Context: Two unmatched blood units were transfused to a patient undergoing surgery. In order to learn from this kind of error, the department had to report the adverse event, the staff had to discuss the situation of what went wrong and why and how to improve their routines to prevent such errors in the future. In health care, learning to improve quality and safety needs to occur at the individual, team and organisational levels. However, most formal learning occurs at the individual level at the start of a professional career. Errors are too often seen as personal carelessness or incompetence to be corrected by "naming, blaming and shaming." However, errors occur within the context of teams in organisations and learning needs to move from the individual to the context. Thus, understanding and improving how health professionals work together in organisations is a crucial part of the efforts to improve patient care and safety.
Objective: The purpose of this paper is to show how health personnel can improve and avoid harmful errors in patient care by delivering care within the setting of a clinical team and addressing and analyzing errors through a systematic learning process.
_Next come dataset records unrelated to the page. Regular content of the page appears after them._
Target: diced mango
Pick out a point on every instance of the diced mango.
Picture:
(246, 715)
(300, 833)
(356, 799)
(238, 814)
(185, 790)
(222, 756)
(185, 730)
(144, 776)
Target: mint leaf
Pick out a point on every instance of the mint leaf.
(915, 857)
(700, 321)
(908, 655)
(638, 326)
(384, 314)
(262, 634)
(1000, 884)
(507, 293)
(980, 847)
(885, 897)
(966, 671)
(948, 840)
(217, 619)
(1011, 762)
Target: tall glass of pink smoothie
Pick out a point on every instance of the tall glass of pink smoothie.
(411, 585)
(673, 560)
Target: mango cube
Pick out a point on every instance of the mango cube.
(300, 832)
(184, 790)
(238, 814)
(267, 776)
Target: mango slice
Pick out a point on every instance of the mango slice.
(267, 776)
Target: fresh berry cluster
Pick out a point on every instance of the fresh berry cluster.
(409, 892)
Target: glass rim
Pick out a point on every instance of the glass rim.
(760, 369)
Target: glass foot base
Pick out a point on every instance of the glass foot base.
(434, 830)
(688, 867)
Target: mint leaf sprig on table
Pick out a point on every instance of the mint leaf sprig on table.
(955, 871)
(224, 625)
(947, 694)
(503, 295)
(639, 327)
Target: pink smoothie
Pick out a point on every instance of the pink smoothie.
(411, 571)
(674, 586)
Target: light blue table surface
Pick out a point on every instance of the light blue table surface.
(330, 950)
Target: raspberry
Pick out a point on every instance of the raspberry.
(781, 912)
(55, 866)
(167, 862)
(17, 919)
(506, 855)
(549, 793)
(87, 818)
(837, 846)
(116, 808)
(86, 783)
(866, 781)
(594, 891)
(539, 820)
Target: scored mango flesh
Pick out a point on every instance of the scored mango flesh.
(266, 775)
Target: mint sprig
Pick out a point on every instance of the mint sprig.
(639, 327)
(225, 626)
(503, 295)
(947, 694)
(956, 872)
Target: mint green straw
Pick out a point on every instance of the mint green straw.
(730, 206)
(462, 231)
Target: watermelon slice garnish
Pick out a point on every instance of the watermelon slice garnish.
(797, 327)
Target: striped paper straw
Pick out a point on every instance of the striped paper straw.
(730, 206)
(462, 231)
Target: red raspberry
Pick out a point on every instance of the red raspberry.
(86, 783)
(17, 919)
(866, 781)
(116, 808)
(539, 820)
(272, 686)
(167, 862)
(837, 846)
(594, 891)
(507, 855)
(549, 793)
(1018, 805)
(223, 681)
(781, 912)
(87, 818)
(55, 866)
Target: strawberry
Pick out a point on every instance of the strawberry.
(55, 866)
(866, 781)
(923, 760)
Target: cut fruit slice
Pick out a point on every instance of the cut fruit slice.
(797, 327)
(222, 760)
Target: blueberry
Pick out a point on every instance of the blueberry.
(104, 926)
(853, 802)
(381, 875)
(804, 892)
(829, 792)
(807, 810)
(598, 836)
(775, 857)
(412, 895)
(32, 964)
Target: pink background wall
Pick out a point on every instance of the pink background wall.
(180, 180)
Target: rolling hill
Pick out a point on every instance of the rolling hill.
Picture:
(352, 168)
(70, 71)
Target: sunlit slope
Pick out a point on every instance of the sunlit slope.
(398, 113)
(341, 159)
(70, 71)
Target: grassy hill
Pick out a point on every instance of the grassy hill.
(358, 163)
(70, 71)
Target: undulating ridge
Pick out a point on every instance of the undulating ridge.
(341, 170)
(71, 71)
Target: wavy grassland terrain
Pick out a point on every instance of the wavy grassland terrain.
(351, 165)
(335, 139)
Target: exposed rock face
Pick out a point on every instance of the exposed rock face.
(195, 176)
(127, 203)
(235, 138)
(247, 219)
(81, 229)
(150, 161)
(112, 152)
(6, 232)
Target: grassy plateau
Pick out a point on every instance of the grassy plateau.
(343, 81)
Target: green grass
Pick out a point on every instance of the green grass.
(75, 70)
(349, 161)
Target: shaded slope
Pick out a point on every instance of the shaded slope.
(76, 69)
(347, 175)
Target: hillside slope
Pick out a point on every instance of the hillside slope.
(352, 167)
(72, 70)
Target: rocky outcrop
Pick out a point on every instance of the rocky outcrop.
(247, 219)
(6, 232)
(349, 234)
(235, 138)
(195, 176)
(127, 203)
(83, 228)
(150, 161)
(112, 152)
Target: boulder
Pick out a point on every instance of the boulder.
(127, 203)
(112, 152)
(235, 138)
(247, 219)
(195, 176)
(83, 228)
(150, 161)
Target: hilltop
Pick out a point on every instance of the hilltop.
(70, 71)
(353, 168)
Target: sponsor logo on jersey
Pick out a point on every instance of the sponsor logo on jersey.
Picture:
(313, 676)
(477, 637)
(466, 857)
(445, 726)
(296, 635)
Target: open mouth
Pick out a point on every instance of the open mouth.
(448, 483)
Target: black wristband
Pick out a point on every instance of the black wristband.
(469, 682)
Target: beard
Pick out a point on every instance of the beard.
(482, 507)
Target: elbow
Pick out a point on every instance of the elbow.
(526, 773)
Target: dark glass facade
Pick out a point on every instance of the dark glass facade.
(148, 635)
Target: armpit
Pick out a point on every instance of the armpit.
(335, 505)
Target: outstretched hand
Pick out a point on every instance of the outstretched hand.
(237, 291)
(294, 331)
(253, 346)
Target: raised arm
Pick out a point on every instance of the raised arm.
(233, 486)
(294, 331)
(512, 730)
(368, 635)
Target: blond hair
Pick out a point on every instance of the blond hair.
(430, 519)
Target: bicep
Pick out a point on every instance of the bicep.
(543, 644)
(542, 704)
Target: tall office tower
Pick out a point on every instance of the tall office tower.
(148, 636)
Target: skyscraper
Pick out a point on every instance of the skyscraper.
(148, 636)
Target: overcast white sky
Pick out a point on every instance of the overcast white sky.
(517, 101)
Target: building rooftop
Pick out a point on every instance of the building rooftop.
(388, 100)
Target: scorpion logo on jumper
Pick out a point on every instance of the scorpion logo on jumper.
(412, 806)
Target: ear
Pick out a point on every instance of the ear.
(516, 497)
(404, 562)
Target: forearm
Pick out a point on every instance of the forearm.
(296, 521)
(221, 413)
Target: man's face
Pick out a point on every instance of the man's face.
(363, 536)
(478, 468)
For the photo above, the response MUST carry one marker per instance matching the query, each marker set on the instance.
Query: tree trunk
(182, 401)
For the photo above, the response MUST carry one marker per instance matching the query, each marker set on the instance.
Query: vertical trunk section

This paper describes this learning process in detail and shows how it can be applied to various clinical situations to improve patient safety.
Findings: Learning takes place on several levels: from single-loop learning (adaptive learning) through double-loop learning (reflection in and on action) to triple-loop learning (meta-learning), and extending ones understanding and competencies of how to learn individually and in groups. Linking professional knowledge (e.g. medical sciences) and improvement knowledge (knowledge of system improvement), and paying attention to multidisciplinary team learning, are crucial to understanding how patient care and safety can be improved in clinical microsystems.